Despite its untimely explosion, SpaceX CEO Elon Musk still deemed the test flight a success and anticipated that Starship would be ready to fly again in a “couple of months.” At the time, NASA Administrator Bill Nelson expressed confidence in SpaceX’s ambitious timeline during a hearing before the House Science, Space, and Technology Committee.
It may have been that NASA’s sentiment recently changed after SpaceX showed little to no progress on the launch of Starship more than a month after its orbital test flight. SpaceX still needs the green light from the Federal Aviation Administration, which has grounded Starship pending an ongoing investigation into its botched flight. The FAA is also battling a lawsuit related to the botched launch, which prompted a coalition of conservation and Texas-local non-profit groups to sue the administration over its approval of SpaceX’s Starship activities in Boca Chica. SpaceX recently filed to fight alongside the FAA in this lawsuit.

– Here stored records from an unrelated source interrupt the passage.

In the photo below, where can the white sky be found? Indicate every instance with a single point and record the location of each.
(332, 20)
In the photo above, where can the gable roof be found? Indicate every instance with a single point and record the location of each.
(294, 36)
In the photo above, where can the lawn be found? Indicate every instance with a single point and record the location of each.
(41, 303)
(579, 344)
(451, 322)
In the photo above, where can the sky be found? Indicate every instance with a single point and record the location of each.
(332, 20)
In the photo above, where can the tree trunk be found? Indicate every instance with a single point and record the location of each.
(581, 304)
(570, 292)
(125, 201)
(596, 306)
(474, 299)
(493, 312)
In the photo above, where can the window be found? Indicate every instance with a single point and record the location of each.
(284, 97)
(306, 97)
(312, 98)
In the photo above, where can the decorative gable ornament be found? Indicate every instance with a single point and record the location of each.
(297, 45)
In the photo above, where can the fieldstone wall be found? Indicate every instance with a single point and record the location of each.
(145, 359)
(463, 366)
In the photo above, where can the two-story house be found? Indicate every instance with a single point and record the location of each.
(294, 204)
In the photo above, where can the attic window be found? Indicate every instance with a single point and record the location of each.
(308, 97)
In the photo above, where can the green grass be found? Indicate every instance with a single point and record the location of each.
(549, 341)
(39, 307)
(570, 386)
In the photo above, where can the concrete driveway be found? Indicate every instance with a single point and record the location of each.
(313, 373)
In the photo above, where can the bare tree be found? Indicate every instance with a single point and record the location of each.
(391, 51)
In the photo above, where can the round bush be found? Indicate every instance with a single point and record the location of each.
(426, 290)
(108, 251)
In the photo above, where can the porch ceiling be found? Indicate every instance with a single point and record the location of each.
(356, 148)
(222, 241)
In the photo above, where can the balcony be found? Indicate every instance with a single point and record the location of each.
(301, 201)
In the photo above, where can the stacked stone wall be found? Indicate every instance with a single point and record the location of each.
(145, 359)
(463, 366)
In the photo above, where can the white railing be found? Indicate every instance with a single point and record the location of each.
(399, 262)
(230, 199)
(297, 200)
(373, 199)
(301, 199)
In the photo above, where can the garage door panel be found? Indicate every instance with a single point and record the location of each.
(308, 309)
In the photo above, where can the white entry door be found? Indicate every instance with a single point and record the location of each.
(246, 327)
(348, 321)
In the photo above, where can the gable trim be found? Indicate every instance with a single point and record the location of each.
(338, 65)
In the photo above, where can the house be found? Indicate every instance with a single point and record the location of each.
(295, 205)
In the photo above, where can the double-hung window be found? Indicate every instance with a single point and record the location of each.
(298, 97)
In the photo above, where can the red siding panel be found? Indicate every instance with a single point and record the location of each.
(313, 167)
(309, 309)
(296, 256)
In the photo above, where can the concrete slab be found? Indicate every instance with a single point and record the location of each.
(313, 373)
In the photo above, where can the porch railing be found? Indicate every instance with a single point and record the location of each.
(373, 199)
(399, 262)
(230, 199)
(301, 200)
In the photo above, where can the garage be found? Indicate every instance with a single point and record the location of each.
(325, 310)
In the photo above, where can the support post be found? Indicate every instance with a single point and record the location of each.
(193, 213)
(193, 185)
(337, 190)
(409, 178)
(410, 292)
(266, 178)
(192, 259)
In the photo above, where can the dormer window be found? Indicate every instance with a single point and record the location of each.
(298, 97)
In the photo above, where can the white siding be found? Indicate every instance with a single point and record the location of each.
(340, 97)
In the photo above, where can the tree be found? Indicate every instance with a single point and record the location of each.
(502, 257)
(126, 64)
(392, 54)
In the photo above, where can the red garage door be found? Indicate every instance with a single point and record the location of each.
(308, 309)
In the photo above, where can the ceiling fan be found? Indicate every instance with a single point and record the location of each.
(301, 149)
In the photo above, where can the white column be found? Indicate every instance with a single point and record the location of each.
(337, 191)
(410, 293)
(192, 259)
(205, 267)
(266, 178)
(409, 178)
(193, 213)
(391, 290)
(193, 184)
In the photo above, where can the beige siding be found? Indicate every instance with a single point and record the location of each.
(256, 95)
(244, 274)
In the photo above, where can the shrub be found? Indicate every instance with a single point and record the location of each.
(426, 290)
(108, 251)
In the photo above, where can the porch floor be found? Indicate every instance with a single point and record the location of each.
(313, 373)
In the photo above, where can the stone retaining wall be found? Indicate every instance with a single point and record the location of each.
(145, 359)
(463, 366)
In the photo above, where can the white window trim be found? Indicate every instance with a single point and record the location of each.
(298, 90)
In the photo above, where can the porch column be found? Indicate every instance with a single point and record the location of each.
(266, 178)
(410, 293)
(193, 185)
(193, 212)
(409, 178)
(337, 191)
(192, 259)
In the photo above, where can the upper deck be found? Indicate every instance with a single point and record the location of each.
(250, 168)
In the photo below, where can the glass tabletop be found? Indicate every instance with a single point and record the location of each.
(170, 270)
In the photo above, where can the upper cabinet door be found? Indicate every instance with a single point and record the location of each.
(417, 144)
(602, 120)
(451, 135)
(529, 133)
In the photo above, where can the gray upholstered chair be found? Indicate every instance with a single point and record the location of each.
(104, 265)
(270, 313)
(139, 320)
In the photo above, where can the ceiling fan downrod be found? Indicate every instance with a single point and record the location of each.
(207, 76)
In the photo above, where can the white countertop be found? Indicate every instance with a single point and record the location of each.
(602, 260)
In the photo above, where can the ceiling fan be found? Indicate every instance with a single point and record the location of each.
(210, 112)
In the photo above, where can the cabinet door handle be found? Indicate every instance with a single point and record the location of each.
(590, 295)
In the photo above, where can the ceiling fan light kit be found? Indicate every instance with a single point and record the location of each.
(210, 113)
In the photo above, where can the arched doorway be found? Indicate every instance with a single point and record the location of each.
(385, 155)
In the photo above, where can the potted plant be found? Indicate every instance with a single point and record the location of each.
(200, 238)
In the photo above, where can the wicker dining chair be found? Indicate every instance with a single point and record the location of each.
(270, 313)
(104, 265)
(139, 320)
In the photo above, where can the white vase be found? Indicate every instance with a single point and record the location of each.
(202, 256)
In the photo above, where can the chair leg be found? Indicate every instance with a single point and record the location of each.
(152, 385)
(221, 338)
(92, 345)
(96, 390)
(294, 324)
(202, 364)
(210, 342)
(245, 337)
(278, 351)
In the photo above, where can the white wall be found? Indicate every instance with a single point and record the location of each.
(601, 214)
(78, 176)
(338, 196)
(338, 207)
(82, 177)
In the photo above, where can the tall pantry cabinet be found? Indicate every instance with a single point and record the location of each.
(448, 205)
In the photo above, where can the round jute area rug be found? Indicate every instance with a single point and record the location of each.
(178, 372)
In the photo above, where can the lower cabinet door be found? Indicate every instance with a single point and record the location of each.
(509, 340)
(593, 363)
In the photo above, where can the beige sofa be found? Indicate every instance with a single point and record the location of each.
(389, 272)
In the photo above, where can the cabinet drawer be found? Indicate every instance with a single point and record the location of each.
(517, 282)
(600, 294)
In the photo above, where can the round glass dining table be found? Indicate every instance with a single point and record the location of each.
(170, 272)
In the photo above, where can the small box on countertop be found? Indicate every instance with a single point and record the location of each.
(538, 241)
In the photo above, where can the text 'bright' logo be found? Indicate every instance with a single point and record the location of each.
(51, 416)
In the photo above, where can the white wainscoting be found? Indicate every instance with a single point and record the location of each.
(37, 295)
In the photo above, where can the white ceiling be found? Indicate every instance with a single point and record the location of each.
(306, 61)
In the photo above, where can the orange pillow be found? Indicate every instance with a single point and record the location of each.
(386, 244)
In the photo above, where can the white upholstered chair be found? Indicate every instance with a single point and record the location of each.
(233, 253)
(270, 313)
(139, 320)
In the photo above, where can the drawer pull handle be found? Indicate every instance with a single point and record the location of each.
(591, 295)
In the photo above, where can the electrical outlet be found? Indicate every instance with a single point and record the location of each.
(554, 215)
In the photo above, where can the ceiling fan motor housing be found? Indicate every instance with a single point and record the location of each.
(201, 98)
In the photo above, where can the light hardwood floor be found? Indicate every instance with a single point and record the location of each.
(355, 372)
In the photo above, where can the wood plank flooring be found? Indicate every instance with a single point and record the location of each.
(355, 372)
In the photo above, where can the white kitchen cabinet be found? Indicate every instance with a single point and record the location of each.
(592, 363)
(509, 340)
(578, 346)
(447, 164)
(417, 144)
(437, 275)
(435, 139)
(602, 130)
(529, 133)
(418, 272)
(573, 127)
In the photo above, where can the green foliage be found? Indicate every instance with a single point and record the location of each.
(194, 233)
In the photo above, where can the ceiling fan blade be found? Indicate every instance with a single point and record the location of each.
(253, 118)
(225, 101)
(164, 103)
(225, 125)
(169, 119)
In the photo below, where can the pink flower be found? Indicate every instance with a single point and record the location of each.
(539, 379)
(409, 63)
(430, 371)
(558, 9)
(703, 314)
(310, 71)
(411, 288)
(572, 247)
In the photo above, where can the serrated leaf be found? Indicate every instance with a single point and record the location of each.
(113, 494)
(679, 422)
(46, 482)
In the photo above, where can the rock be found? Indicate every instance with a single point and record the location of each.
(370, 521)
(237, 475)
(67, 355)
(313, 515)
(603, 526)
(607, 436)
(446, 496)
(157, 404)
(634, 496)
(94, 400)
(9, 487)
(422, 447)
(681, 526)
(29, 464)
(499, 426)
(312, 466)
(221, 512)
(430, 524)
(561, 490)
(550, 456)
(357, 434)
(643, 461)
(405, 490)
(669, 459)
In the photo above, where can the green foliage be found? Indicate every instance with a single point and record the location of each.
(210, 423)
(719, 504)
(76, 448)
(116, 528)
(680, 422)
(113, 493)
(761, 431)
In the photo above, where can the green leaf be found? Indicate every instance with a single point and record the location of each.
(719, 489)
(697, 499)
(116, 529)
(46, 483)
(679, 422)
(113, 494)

The space agency is on a tight timeline for its Artemis program, fearing that China may take the lead in landing on the Moon. China recently announced that it is targeting 2030 for its own crewed landing on the Moon, aiming to establish its own presence on the lunar surface to compete with NASA.
NASA has been relying more on its commercial partners as of late and that can sometimes lead to delays outside of the space agency’s control. SpaceX has been successful in delivering astronauts and cargo to the International Space Station (ISS) as part of NASA’s Commercial Crew Program, while Boeing has fallen behind with its CST-100 Starliner program designed for the same missions.
The space agency’s private partnerships are designed to save NASA time and money, although it can come with its own bout of launch vehicle anxiety.